Supermodel Bar Rafaeli helped popularize this anti-aging skin treatment, wherein one's face is slathered with 24-carat gold cream, in the grand tradition of Cleopatra reportedly sleeping with pure gold across her face. The practice may have a long history, but that doesn't mean its benefits are backed up by scientific inquiry — in fact, studies suggest that gold particles present in this treatment and other cosmetic products can actually accelerate the aging process and cause premature wrinkling.

Snail Slime


Demand for snail farming in Italy has increased by more than 300 percent in the past two decades, as snails' slimy secretions have become increasingly common in skincare products claiming to heal acne and reduce wrinkles. There have been salon treatments where patients let snails crawl across their face or, on the less extreme end, have their skin pricked before a serum of snail slime is applied. According to cosmetic scientist Colin Sanders, the serums work because they shrink upon drying to tighten the skin, an effect you could easily obtain from cheaper water-soluble liquids like egg white.

Semen Facials


It may sound like a bogus middle school-aged myth, but there are still pop songs and beauty magazine articles perpetuating the rumor that male semen is good for skincare and reducing appearances of aging. Once again, there's no proof semen provides any cosmetic benefits, and topical application could even facilitate the spread of sexually transmitted infections.

Leech Therapy


A common fixture of antiquated medical treatments, leeches are parasitic bloodsuckers whose saliva proves surprisingly effective at thinning the blood to improve circulation and reduce inflammation. Leech therapies and pharmaceutical drugs improve chances of positive outcome for everything from heart disease and cancer to diabetes and recovery from facial reconstructive surgery. Because of its anesthetic and anti-inflammatory properties, leeches have also been found to help sufferers of osteoarthritis, the most common joint disorder.

Bird Poop


In 19th century Japan, geisha and kabuki performers used excrement from nightingales as part of a skincare regimen to remove their lead-based face paint. Bird poop is now a popular facial ingredient in the West, too — at least in certain high-end spas — said to make one's skin softer and brighter. These treatments can help in retaining moisture and adding a shimmery quality to one's skin, though bird poop is far from the only substance to provide these benefits.

Baby Foreskins


"Ocean's 8" co-stars Sandra Bullock and Cate Blanchett have both undergone the beauty treatment colloquially known as a "penis facial," where a serum made from Korean newborn babies' foreskins is applied to make adult skin appear more youthful. The $650 facial is predicated on the concept that stem cells in the infant foreskin may encourage cellular growth and collagen production, but there's no evidence to suggest this is true, especially since the treatments entail several more tried-and-true facial treatments.
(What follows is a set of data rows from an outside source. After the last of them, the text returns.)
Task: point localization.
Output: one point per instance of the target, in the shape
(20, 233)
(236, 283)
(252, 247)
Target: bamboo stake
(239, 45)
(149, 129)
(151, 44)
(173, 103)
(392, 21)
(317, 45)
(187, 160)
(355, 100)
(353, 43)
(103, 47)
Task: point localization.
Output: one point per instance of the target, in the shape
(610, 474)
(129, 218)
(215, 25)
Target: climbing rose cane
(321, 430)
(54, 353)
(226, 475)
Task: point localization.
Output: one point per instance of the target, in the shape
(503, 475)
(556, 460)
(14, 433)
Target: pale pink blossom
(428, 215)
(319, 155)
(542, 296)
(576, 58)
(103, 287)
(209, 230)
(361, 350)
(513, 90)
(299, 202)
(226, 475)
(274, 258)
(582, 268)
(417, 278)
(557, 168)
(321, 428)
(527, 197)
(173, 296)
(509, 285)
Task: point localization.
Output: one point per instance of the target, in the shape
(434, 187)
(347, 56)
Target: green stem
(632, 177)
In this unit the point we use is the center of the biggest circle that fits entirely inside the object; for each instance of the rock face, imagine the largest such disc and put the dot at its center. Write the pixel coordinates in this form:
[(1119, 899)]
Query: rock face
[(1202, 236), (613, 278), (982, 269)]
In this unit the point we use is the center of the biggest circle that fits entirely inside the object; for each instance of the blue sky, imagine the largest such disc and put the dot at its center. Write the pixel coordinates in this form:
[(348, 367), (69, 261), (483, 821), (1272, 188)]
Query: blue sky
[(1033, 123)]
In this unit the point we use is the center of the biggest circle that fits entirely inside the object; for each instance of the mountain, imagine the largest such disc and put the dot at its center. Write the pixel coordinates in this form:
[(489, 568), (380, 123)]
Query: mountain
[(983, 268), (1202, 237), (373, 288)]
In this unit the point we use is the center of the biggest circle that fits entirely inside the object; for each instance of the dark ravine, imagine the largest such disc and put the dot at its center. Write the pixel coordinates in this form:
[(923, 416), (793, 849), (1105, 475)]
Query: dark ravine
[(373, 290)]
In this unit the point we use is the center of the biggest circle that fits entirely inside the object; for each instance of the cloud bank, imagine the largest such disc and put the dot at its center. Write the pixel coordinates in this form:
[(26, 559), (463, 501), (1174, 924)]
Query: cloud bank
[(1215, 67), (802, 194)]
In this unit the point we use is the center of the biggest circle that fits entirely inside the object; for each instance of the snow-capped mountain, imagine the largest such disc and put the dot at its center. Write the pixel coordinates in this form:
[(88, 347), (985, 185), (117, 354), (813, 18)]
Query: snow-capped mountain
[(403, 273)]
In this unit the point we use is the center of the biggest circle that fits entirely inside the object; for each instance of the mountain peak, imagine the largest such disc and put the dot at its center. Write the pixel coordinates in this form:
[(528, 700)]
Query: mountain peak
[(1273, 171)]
Women of the Victorian era used the liquid metal mercury — commonly found in thermometers — to make themselves appear more youthful. Mercury did prove adept at eradicating acne, scars, and wrinkles, but only because its toxicity corroded the skin's surface. We know the dangers now, yet the FDA and other state health organizations have discovered numerous beauty products still contain trace levels of the toxic element.
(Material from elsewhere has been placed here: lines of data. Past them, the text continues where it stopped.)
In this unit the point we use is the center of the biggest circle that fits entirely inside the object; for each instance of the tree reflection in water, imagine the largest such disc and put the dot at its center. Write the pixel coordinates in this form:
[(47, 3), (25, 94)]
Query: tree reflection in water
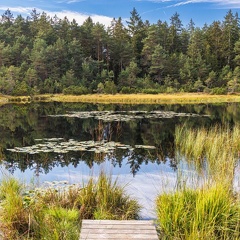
[(21, 125)]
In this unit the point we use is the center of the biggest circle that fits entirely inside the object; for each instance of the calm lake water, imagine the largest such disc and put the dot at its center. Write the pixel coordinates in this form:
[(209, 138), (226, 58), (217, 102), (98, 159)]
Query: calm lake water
[(72, 141)]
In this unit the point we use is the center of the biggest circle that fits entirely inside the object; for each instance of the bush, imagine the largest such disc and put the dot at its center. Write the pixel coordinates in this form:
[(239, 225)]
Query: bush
[(150, 91), (218, 91), (55, 212), (128, 90), (75, 90), (207, 213)]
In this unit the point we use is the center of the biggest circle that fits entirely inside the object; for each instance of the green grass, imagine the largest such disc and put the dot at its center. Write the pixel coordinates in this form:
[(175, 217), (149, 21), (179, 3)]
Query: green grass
[(218, 147), (212, 209), (54, 213), (211, 212)]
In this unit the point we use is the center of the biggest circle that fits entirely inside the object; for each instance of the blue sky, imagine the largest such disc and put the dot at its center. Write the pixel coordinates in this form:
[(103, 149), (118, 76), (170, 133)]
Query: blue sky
[(103, 11)]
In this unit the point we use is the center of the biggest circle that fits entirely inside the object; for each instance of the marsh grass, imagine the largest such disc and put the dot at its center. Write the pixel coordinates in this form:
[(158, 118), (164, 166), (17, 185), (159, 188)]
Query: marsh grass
[(56, 213), (211, 212), (129, 98), (105, 199), (218, 147)]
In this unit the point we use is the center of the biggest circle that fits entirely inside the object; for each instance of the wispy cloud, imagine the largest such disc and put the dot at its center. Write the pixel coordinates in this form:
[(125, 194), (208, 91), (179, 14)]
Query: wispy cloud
[(70, 1), (78, 16), (176, 3)]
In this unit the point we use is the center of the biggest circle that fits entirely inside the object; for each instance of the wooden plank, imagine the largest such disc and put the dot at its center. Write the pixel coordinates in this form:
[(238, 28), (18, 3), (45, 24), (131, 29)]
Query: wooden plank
[(118, 230)]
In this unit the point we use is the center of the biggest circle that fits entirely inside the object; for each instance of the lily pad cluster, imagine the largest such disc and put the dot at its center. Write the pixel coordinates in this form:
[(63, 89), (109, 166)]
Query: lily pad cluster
[(58, 145), (110, 116)]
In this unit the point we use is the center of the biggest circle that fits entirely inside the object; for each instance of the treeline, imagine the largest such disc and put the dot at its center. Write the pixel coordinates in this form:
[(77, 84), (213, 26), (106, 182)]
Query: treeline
[(43, 54)]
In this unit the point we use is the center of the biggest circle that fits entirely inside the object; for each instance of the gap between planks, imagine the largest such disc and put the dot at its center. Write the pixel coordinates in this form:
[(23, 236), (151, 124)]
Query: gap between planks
[(118, 230)]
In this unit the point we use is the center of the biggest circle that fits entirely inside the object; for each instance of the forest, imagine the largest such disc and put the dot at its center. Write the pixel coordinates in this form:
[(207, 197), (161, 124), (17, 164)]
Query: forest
[(42, 54)]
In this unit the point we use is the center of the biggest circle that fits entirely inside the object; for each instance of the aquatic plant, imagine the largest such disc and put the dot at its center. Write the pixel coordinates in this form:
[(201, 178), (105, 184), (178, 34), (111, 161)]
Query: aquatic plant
[(217, 148), (210, 212), (55, 211)]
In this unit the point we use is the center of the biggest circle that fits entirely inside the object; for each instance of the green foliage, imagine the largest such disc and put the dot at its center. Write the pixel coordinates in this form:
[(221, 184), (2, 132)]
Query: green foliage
[(75, 90), (52, 54), (206, 213), (106, 200), (218, 90), (55, 212), (110, 87), (128, 90)]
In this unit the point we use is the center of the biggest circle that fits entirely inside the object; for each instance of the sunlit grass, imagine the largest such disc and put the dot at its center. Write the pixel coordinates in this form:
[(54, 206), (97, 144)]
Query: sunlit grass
[(211, 212), (56, 213), (132, 98), (218, 146), (212, 209)]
Bizarre Anti-Aging Treatments


The horns harvested from endangered wild rhinoceroses are unfortunately used as a homeopathic cure-all in some parts of Asia like Vietnam, where it's sometimes advertised as an effective treatment for cancer, hangover, or age-related symptoms of erectile dysfunction. There's no evidence to support these or any other medical claims regarding rhino horn, which serve to perpetuate an illicit and ecologically harmful poaching trade.